Oliver Roy, a professor at the European University Institute in Florence, says “ Our world is flattened as linguistic diversity is replaced by Basic English, expression by emoticons, culture  by identity-markers”. Roy draws on his long experience in both academia and public life, but with provocativeness  and tackles the issue of the culture wars explaining today’s fractures via the extension of individual political and sexual freedoms from the 1960s. For Roy, traditional political protest from class, region or ethnicity, fashioning an identity premised on repudiation rather than inheritance of shared history or values, illuminating, if home is a place that you understand and where you feel understood, we are today living inn a homeless world. The cosmopolitan’s utopia in which one feels at home everywhere has been supplanted by a fear that nobody is actually at home or native to their own land. Our only option is to restore social bonds at the grassroots or citizenship level. According to Roy during the expansion of Christianity or Islam, or during the Renaissance or Enlightenment – a progressive erosion of culture both as an anthropological reality as well as a national canon.

The individualist and Hedonist 1968 revolution ; neoliberal financial globalisation, the internet, and the melting away of physical borders after the cold war that has spurred the movement of peoples and deterritorialisation.

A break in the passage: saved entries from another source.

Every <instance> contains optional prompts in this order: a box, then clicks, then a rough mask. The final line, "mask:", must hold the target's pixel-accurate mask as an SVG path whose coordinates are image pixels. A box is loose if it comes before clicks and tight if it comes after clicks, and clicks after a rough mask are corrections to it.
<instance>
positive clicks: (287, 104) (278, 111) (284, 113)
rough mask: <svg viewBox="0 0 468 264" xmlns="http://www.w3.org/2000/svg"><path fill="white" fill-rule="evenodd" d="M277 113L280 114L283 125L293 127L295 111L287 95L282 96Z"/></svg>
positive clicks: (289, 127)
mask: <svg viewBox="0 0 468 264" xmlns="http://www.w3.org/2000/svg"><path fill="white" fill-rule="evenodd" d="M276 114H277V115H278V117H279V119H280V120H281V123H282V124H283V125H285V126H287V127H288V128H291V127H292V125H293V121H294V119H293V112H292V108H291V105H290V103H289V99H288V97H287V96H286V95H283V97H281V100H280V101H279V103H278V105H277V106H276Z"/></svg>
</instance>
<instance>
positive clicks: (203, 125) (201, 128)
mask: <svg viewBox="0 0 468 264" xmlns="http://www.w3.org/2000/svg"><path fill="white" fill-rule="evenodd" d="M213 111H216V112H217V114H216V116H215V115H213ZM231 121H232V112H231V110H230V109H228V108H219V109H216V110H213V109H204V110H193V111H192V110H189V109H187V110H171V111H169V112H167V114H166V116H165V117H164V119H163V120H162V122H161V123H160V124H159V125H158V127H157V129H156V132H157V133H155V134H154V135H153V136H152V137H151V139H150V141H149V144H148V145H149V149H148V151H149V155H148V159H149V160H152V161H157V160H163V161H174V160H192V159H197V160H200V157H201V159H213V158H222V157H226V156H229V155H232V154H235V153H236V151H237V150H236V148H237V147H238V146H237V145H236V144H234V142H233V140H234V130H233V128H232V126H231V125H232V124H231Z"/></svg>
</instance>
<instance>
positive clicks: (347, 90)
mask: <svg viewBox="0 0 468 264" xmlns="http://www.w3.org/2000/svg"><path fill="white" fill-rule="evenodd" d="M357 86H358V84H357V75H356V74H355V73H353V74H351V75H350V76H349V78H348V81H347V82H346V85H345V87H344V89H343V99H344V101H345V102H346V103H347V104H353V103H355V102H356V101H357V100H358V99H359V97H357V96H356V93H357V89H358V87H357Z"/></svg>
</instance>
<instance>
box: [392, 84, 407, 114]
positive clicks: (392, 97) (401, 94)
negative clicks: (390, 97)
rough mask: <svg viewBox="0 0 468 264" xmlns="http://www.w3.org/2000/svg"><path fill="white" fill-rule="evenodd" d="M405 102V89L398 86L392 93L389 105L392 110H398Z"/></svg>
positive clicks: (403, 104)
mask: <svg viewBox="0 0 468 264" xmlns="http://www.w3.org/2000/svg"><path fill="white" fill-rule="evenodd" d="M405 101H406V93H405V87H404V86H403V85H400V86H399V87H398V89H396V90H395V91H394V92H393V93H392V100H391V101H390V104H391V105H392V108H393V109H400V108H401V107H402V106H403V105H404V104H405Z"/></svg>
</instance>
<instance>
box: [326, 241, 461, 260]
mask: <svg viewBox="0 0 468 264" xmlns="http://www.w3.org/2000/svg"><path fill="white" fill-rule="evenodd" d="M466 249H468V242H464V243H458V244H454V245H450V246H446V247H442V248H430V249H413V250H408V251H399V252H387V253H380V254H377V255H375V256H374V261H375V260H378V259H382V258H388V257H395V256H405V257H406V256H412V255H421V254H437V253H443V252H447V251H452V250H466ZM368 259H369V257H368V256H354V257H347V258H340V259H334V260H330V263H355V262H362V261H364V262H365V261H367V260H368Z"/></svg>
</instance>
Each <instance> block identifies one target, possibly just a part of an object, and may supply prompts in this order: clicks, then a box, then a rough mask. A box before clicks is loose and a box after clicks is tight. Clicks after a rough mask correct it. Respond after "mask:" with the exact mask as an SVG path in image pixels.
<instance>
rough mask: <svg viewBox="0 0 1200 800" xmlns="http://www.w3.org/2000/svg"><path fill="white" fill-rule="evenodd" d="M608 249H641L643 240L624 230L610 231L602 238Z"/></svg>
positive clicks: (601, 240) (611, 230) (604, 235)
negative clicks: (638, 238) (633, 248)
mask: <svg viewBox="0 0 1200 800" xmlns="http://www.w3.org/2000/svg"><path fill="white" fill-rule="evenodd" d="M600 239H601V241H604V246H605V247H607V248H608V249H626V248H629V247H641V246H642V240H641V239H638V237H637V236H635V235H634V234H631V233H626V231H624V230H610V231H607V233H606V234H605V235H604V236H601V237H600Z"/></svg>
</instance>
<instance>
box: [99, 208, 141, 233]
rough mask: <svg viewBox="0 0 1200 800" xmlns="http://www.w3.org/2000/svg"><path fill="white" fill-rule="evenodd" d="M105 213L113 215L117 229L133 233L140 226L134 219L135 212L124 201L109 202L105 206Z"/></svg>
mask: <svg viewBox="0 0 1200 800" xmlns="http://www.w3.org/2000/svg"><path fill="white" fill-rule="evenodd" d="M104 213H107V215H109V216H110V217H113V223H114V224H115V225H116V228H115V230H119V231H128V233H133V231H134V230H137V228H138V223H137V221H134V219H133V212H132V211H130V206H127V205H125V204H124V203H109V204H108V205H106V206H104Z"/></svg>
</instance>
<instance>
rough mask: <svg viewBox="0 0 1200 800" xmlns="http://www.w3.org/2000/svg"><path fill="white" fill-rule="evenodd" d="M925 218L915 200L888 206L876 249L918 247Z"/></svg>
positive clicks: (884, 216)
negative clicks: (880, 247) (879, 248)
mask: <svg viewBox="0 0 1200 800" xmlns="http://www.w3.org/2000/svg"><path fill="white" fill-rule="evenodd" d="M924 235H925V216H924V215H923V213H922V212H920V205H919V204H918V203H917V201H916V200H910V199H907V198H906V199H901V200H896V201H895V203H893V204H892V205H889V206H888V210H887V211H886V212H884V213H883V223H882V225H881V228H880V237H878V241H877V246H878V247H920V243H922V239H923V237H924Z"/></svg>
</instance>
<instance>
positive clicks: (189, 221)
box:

For Roy national culture is like native language which you speak it before you learn the grammar. It is those self-evident truths which we share without knowing it. Now, this shared culture is vanishing, while artistic high culture is either a waste of time or one hobby among many.

Roy argues the attempt to conceptualise values above and beyond culture resulting in aggressive normatively, everybody should explicitly know what is the proper behaviour in any given situation, as deviation is not tolerated.

Roy sees the globalisation as dewesternisation of the world. The West has rented its culture for global use, and it cannot live in it any more. 

Roy has managed to write a book on identity politics that neither condemns nor embraces, but is instead a nuanced cultural dissection of origins and its contradictions. You can no longer be progressive in the context of your time; you are now either progressive or reactionary for all times. Everyone is conceived as a contemporary. Roys writes “ The register of emotions is thus reduced to a collection of tokens. The young act like the last generation, judges on the secularised version of Judgement Day. Culture was once our traditional weapon against human morality and we have every reason to fear and Roy has the last word “ deculturation ends with dehumanisation”.

The Crisis of Culture: Identity Politics and the Empire of Norms by Oliver Roy, Translated by Cynthia Schoch  and Trista Selous, Hurst £20, 232 pages.

One response to “Culture no longer weapon against human morality”

  1. pennynairprice avatar
    pennynairprice

    It seems more just that this book has been written recently coming from a negative angle about modern times because we have wars to live with also. Modern technology Olivier claims is not all good and the theme of the Global Village is in many ways dismissed as negative where none of us feel at home wherever we are. I disagree on this point.  But in the past there have always been wars – some on a much smaller scale and conflict – for King Charles for example (read The Killers of The King by Charles Spencer). He implies that those growing up right now or “Young people” feel that they may be the last generation on the planet. This book is a crystalisation of the culture we live in and addresses the possibly subconcious feelings of the masses. Olivier has every reason to speculate and be negative. However it would be nice to read something that sings the praises of modern life and all it has to offer and how it keeps us more closely linked to each other. But bubbling under in all our lives – wherever we are in the world is the nervous knowledge that things are not as they should be. There is little mention of epidemics including Covid of course but the plus side for this book is that for most of us who watch or listen to the news on a daily basis we can idenitfy with an educated opinion from a negative angle and then get on with our hopefully happy lives, as events unfold worldwide that make us worry. Well done.